Clinical judgment questions will make up about one-third of the test questions you see during your test (31-35% for AEMT candidates and 34-38% for Paramedic candidates).
Why did the National Registry move to this model for testing?
This model of testing more closely aligns advanced prehospital providers with models of testing for nurses and other healthcare professionals. By moving to this model, AEMTs and Paramedics gain some legitimacy and will also have a simpler testing process—rather than scheduling and paying for two separate tests or potentially traveling out of state to find a psychomotor test. Candidates will simply need to schedule and pass one test at a Pearson Vue center to earn certification.

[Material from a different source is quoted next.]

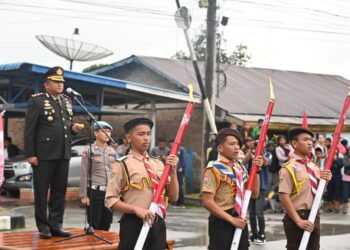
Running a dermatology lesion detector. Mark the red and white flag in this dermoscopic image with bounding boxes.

What happened to the psychomotor (hands-on) test?
The psychomotor test for AEMTs and Paramedics was discontinued after June 30, 2024. This means that no more psychomotor tests will be offered anywhere, period. If you haven’t passed both the psychomotor and the cognitive (written) test yet, you’ll now be required to pass the new written NREMT certification exam. If you have already passed your written test but not the psychomotor test, you’ll now need to pass the new written exam.